WILD GEORGIA: Birds lose feathers to incubate eggs

The female brown thrasher gets some help from her male mate in incubating eggs that she lays in a nest. The female develops an incubation patch while the male's patch may be less developed. (Courtesy of Dan Pancamo/Creative Commons)

Credit: Dan Pancamo

Credit: Dan Pancamo

The female brown thrasher gets some help from her male mate in incubating eggs that she lays in a nest. The female develops an incubation patch while the male's patch may be less developed. (Courtesy of Dan Pancamo/Creative Commons)

April is when spring migration kicks into high gear, with more than 50 species of Neotropical songbirds coming into Georgia from winter grounds in the southern tropics to nest here during spring and summer.

Once they arrive, the migrants — warblers, tanagers, flycatchers, vireos, buntings and the like — will waste little time in mating, building nests, laying eggs and raising babies.

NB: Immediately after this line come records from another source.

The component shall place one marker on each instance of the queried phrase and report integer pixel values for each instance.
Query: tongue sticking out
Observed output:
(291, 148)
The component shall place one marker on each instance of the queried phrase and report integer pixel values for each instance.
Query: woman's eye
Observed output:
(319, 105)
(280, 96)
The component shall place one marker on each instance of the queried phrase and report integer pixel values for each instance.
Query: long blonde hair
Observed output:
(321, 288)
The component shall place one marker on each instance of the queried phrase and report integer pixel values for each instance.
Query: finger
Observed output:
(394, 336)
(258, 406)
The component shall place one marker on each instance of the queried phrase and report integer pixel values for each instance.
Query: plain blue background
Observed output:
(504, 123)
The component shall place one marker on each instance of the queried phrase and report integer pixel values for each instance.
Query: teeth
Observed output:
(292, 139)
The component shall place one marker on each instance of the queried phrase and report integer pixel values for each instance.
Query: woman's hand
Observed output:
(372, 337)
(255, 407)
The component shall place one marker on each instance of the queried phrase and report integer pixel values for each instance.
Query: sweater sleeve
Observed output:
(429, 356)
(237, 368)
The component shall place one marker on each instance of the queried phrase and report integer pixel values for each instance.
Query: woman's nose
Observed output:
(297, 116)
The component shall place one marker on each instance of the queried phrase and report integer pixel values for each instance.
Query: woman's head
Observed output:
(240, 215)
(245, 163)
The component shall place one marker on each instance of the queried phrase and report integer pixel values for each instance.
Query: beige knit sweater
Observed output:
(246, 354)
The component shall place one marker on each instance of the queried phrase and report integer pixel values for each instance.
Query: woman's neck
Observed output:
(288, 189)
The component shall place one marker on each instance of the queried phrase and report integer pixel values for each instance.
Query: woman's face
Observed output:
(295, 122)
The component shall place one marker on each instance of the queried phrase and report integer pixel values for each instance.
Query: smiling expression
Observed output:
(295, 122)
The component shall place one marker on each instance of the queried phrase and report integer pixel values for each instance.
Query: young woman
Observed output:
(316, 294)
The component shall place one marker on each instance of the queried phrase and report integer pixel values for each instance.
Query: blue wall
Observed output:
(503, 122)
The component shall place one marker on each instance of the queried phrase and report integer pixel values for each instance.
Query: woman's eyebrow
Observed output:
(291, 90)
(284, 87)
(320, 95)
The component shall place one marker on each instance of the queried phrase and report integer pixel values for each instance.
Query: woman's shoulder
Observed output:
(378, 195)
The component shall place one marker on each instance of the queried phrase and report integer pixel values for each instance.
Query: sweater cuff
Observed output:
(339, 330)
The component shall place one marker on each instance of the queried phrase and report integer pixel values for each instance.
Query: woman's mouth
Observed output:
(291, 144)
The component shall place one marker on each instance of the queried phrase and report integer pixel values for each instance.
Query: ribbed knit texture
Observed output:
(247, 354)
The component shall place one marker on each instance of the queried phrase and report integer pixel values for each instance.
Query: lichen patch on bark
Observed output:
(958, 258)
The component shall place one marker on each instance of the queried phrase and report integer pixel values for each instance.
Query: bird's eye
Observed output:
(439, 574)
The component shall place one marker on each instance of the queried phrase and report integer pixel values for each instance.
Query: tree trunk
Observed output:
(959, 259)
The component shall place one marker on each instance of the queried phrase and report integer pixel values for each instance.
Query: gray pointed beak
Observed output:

They will be joining Georgia’s year-round resident birds — cardinals, bluebirds, titmice and others — that already have commenced nesting.

As the songbirds — whether year-round or migratory — prepare to nest, a peculiar patch of bare skin appears on the undersides of most females and on some males. It is an “incubation patch” (or brood patch), a relatively large area of skin totally devoid of feathers and infused with blood vessels.

As its name implies, the incubation patch is vital for keeping eggs heated at a uniform temperature in order for them to hatch. Feathers, of course, act as protective insulators against rain and cold, but they prevent efficient incubation. Birds have solved this dilemma through the incubation patch.

A patch develops shortly before a female lays her first egg or during the few days of egg-laying. Her inner, downy feathers and some of the outer feathers on her belly area suddenly loosen and fall out. An example is a female prairie warbler, a colorful Neotropical migrant that nests in most of Georgia. Her defeathering begins about three days before she lays her first egg and is completed a couple of days after her full clutch is laid.

As the feathers drop off, the bare skin swells as it begins to hold more water and its blood vessels expand, making the patch almost as hot as the bird’s inner body temperature. When an incubating female sits on her eggs, her skin muscles will widen the patch, and she can put the skin directly on her eggs.

Patches also may develop in some male birds — such as brown thrashers, barn swallows and downy woodpeckers — that help their mates incubate eggs.

IN THE SKY: From David Dundee, Tellus Science Museum astronomer: The moon will be new on Monday; on Tuesday evening, look for a thin crescent moon in the west. Mars is low in the southwest at dark and sets in the west a few hours later. Jupiter and Saturn rise in the east just after midnight.